Por Miguel Ernesto Leetch San Pedro, Magistrado de Circuito adscrito al Pleno Regional en Materias Penal y de Trabajo de la Región Centro-Norte, con residencia en la Ciudad de México.
Cada 25 de noviembre, el calendario nos recuerda una deuda histórica: erradicar la violencia contra la mujer. Sin embargo, más allá de la fecha, este día debe representar un compromiso activo con las millones de mujeres que aún viven en contextos de violencia, desigualdad y desprotección institucional.
En México, la violencia de género es una emergencia estructural. Los datos son alarmantes, pero detrás de cada cifra hay un rostro, una historia, una vida que clama justicia. Y es justamente en la impartición de justicia donde enfrentamos uno de los mayores retos para garantizar el acceso efectivo a los derechos de las mujeres.
Si bien en los últimos años se han logrado avances normativos —como el reconocimiento del feminicidio como delito, la implementación de órdenes de protección y la obligatoriedad de juzgar con perspectiva de género—, estos progresos conviven con prácticas que aún obstaculizan una verdadera transformación del sistema.
Una de las más grandes barreras es la revictimización. Muchas mujeres que se atreven a denunciar terminan enfrentándose no solo a su agresor, sino también a un aparato institucional que con frecuencia resulta lento, insensible o indiferente. El temor a no ser creídas, la falta de seguimiento a sus casos y la persistente impunidad terminan por desalentar la búsqueda de justicia.
A ello se suman desafíos estructurales: la falta de capacitación con enfoque de género en todos los niveles del sistema judicial, la escasez de recursos para fiscalías especializadas y las brechas geográficas que impiden que mujeres en zonas rurales o marginadas accedan a una defensa adecuada.

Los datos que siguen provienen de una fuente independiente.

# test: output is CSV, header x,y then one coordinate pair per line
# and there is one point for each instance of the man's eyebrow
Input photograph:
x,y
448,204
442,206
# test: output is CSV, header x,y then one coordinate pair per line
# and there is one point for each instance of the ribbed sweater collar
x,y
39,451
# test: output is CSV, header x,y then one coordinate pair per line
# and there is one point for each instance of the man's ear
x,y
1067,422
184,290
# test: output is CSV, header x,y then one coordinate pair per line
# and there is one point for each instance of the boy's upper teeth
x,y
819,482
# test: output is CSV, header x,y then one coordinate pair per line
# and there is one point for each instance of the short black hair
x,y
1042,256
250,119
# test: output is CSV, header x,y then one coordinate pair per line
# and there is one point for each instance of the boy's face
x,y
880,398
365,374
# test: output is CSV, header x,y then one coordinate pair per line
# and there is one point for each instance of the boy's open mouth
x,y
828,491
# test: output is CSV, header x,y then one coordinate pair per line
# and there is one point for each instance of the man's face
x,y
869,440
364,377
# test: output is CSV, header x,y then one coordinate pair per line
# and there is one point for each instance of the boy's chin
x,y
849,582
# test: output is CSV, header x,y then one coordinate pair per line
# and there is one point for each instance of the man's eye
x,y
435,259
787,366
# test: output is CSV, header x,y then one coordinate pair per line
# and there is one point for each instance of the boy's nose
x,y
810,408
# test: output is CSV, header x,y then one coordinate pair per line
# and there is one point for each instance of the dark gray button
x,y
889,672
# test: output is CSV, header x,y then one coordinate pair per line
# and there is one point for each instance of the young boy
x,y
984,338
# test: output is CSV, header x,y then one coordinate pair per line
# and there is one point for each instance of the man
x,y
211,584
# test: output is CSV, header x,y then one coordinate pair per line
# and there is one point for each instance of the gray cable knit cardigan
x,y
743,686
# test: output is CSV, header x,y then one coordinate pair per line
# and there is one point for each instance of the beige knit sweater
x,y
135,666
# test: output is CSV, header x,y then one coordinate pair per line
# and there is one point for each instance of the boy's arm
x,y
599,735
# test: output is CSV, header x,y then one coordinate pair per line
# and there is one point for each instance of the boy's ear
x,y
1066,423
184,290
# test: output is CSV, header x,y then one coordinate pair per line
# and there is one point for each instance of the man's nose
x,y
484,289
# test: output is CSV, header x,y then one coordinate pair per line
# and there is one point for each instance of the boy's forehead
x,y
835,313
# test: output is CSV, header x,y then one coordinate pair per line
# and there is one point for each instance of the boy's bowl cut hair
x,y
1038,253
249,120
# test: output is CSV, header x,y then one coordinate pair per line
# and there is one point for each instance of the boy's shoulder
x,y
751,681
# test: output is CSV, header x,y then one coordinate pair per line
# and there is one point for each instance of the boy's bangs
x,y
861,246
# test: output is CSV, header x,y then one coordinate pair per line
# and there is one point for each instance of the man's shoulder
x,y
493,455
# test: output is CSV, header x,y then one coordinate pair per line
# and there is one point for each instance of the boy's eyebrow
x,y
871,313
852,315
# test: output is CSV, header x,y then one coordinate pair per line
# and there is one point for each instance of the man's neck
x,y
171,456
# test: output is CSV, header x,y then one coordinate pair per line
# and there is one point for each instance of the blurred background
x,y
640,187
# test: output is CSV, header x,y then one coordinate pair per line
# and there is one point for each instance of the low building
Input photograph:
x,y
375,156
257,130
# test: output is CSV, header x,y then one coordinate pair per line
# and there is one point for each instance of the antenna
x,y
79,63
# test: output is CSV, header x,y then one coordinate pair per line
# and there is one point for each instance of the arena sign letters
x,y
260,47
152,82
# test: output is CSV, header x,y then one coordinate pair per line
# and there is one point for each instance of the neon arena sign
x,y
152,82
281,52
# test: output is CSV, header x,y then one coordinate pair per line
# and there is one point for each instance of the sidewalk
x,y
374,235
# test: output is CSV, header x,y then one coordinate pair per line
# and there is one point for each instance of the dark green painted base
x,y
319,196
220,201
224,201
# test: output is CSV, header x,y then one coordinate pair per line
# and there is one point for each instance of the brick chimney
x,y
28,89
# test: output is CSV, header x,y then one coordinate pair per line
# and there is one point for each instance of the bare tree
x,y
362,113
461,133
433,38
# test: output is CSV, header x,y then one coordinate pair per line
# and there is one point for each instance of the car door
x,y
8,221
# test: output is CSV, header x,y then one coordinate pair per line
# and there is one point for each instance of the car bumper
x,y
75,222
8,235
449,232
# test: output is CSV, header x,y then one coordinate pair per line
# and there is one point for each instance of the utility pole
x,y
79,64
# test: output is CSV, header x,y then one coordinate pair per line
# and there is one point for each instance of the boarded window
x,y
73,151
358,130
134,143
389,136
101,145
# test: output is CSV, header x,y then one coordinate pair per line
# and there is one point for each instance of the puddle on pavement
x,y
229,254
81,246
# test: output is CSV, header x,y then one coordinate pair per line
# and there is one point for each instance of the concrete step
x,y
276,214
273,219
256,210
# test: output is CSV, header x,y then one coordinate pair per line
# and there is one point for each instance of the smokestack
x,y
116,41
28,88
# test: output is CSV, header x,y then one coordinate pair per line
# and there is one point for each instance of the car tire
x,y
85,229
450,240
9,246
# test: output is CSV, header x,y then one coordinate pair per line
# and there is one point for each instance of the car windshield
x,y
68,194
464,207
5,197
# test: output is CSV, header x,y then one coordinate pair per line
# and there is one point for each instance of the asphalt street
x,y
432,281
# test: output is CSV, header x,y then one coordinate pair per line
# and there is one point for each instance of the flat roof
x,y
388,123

Erradicar la violencia contra la mujer exige mucho más que leyes. Exige voluntad política, presupuestos suficientes, operadores de justicia capacitados y, sobre todo, una transformación cultural que deje atrás estereotipos y roles de género que perpetúan la desigualdad.
En este 25 de noviembre, más que conmemorar, urge actuar. Como sociedad, como instituciones y como personas juzgadoras o defensoras de derechos, tenemos la obligación ética y legal de construir un sistema que no tolere la violencia, que escuche, proteja y repare.
El acceso a la justicia no debe ser un privilegio ni una batalla. Debe ser una garantía.
Porque una justicia sin perspectiva de género no es justicia. Y mientras exista una sola mujer sin acceso real a la justicia, nuestra labor seguirá incompleta.